La nécessité d'une protection nait de l'existence d'une menace, et la protection, pour être efficace, doit s'adapter à la menace. H faut donc, avant tout, la préciser.
Contre qui la protection des libertés doit-elle être organisée ? A cette question liminaire, la tradition libérale répond en désignant le pouvoir comme l'ennemi-né des libertés.
Ce n'est pourtant pas le seul : les rapports entre particuliers recèlent des situations dangereuses pour les libertés ; seule une protection organisée peut conjurer ces menaces.
Cette protection, seul l'Etat est en mesure de l'assurer. Ainsi apparait d'emblée l'ambiguïté de sa position à l'égard des libertés : il est, à la fois, menace, et protection. L'affaiblir, c'est alléger la menace, mais diminuer la protection. Le renforcer, c'est prendre le risque inverse. L'option dépasse, dans ses conséquences, le seul domaine des libertés : elle se répercute sur l'ensemble des structures constitutionnelles. La solution ne peut résider que dans un équilibre, fragile et précaire comme tous les équilibres.
1 | LA PROTECTION DES LIBERTÉS CONTRE LE POUVOIR
Le pouvoir est-il, par nature, l'ennemi de la liberté ? On a vu que Rousseau, et Marx, par des voies différentes (supra, p. 50), le contestent, et affirment la possibilité d'une réconciliation entre pouvoir et liberté. C'est ce postulat qui fondait le droit positif des libertés en URSS et dans les pays de l'Est.
La tradition libérale est en sens inverse. Elle pense, avec Montesquieu, que « tout homme qui détient du pouvoir est porté à en abuser », avec Lord Acton, que « le pouvoir rend fou, et que le pouvoir absolu rend fou absolument ». Une expérience à laquelle on ne connait guère d'exceptions la confirme dans cette certitude.

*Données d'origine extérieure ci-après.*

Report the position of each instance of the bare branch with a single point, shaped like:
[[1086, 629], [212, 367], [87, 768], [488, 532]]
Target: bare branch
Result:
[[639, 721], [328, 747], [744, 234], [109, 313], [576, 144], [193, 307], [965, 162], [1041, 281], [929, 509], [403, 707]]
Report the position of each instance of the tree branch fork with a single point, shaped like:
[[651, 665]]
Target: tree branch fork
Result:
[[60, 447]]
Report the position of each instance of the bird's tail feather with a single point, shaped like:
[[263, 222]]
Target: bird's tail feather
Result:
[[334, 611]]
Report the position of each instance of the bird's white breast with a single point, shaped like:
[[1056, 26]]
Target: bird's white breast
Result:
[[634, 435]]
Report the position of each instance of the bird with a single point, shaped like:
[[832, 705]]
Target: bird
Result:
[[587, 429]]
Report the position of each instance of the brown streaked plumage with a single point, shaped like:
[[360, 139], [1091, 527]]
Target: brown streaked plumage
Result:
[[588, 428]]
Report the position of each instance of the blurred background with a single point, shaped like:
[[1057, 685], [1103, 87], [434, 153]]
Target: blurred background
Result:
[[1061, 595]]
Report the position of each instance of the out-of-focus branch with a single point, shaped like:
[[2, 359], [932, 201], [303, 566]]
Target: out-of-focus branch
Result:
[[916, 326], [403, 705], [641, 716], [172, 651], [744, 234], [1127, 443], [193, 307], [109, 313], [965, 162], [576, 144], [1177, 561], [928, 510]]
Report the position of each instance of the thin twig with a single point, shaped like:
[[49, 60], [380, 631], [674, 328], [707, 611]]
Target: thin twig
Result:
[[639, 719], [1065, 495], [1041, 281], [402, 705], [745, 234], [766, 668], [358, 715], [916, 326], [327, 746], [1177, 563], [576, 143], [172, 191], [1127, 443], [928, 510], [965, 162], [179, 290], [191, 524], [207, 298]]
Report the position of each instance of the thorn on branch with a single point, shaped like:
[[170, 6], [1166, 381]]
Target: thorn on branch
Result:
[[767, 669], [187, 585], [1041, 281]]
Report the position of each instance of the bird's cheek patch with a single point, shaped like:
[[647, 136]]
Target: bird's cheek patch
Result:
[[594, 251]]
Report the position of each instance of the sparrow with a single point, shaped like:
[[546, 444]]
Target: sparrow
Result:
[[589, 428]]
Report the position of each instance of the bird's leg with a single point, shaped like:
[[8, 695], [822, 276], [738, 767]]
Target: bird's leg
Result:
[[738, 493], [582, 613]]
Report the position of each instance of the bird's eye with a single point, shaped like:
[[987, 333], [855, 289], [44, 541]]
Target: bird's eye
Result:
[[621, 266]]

Certains la poussent à l'outrance : c'est la position de l'anarchisme, pour lequel tout pouvoir est mauvais en soi, et, sous une forme atténuée, celle d'Alain (Le citoyen contre le pouvoir, Essai d'une doctrine radicale). La tradition libérale, moins absolue, n'en affirme pas moins la nécessité de protéger la liberté avant tout contre le pouvoir, même si son organisation démocratique atténue la menace qu'il porte en lui.
Le pouvoir est une abstraction. Il se concrétise par un certain nombre d'organes. C'est contre eux que la liberté doit être protégée. Mais tous ne la menacent pas au même degré. Le droit positif repose sur la discrimination ainsi opérée par la tradition libérale, selon la gravité du danger qu'ils constituent pour la liberté, entre les organes de l'Etat.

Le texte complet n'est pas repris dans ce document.